A declaration that upon a true and proper interpretation of the provisions of the Constitution, particularly Article 42 of the Constitution, all existing voter identification cards duly issued by the EC to registered voters is valid for purposes of identifying such persons in the exercise of their right to vote.

It urged the court to declare that upon a true and proper interpretation of the Constitution, specifically Article 42, the 2nd Defendant’s  purported amendment of Regulation 1 sub-regulation 3 of the  Public Elections (Registration of Voters) Regulations, 2016 (C.I 91) through the Public Elections (Registration of Voters)(Amendment) Regulations, 2020 to exclude existing voter identification cards as proof of identification to enable a person apply for registration as a voter is unconstitutional, null and void and of no effect whatsoever.

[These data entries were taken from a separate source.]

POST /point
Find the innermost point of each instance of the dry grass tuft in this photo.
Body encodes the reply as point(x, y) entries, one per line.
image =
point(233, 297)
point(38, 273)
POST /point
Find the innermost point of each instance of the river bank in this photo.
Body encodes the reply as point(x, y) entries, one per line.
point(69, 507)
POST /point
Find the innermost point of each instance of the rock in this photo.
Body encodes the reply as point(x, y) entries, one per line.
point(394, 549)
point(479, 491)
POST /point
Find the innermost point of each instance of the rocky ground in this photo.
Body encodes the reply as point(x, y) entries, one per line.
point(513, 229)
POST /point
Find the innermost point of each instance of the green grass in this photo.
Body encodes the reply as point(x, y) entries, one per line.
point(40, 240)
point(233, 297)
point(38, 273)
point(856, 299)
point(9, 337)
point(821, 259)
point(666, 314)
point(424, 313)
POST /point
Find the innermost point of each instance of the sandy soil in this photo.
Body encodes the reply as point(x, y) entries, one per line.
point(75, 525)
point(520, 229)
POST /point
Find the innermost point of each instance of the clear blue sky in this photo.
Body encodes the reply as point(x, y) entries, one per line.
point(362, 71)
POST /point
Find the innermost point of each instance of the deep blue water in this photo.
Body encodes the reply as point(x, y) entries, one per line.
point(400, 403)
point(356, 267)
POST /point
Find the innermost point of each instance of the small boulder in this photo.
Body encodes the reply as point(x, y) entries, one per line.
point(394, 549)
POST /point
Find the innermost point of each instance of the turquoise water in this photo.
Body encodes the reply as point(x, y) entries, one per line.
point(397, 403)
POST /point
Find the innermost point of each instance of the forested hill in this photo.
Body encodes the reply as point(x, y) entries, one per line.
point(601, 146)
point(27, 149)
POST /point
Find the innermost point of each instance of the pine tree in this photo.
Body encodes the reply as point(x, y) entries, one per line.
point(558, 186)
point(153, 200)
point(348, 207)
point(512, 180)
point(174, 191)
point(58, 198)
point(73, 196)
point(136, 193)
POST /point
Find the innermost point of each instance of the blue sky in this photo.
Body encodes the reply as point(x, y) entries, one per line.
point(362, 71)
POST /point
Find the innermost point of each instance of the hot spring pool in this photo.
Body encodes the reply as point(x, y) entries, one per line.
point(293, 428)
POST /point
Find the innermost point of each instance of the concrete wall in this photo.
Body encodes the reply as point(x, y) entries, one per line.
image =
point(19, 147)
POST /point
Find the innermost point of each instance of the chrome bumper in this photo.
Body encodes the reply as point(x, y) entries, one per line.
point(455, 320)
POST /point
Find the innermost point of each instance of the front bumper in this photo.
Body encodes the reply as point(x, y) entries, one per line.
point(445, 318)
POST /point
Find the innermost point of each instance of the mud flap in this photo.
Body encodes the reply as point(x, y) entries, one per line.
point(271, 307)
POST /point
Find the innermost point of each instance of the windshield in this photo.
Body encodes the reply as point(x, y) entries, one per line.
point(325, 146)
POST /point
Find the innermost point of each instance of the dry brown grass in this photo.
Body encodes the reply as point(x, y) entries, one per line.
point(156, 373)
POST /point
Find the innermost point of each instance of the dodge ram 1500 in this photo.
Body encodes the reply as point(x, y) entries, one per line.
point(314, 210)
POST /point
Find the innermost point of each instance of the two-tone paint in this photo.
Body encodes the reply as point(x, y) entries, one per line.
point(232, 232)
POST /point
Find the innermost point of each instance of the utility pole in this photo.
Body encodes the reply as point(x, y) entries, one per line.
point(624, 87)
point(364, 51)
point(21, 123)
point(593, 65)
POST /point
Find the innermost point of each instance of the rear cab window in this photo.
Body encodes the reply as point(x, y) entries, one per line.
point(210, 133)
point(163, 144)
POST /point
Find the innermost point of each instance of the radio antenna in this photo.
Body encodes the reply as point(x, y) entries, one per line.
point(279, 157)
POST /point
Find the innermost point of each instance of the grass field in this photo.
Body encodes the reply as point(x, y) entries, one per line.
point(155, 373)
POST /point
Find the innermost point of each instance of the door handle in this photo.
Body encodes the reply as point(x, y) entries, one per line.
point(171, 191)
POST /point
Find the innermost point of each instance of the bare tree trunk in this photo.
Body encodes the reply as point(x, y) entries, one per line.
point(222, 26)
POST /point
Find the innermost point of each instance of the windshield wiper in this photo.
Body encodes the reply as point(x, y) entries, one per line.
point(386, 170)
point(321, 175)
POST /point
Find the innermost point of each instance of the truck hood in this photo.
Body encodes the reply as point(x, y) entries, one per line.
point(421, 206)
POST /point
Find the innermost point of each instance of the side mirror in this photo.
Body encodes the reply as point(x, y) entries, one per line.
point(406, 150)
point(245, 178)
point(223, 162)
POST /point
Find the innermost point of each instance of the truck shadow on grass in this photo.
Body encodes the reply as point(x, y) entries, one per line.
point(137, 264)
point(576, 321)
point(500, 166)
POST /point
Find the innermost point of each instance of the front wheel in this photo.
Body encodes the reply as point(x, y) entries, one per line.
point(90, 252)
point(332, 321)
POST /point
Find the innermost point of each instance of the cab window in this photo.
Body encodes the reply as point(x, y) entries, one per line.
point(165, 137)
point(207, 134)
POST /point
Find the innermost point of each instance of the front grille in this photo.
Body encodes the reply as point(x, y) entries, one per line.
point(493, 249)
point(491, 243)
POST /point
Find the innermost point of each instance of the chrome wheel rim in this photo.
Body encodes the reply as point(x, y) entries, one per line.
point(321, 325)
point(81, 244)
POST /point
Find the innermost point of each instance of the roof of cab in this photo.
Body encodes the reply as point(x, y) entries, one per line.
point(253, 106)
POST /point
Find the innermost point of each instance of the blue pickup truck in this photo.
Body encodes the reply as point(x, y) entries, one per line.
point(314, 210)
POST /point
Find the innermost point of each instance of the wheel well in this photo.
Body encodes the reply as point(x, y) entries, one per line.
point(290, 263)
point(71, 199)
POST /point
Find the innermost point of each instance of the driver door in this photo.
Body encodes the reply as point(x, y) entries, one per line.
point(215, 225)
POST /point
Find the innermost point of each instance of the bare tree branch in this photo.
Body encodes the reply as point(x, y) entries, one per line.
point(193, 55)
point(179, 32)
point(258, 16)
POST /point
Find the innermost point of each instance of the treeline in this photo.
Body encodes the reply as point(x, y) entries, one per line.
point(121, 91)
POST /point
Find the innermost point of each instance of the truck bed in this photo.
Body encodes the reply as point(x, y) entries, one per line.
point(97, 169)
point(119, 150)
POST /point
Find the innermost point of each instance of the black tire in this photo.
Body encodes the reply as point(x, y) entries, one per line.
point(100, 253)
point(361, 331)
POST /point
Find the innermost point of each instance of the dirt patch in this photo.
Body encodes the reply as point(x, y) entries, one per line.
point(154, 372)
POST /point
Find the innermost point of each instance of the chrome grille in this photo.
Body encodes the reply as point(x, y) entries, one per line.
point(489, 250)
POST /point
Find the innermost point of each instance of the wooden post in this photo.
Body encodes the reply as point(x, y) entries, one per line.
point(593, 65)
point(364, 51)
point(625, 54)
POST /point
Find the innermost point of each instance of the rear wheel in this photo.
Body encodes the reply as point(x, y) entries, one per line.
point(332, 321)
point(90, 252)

Meanwhile, the A-G in its response filed by Mr GodfredYeboah Dame, a Deputy A-G stated that the reliefs endorsed on the plaintiff’s writ of summons are not only procedurally incompetent, but also not cognisable as reliefs that may properly be applied for pursuant “to this Court’s original jurisdiction under articles 2(1) and 130(1) of the Constitution, and therefore ought to be struck out.

The defendant contended that the instant action neither raises any real issue(s) for constitutional interpretation nor properly invokes the enforcement jurisdiction of the court.

“Further, we find support in the prohibition contained in the rules of this Court for a relief pursuant to this Court’s original jurisdiction, to be nebulous and argumentative.”

The defendant argued that that the first palpable absurdity with the plaintiff’s difficult endeavour to raise a strained constitutional issue “in this matter is the plaintiff’s proposition that the words “….at such periods as may be determined by law” in Article 45(a) apply to only the revision of the voters register, and not its compilation.”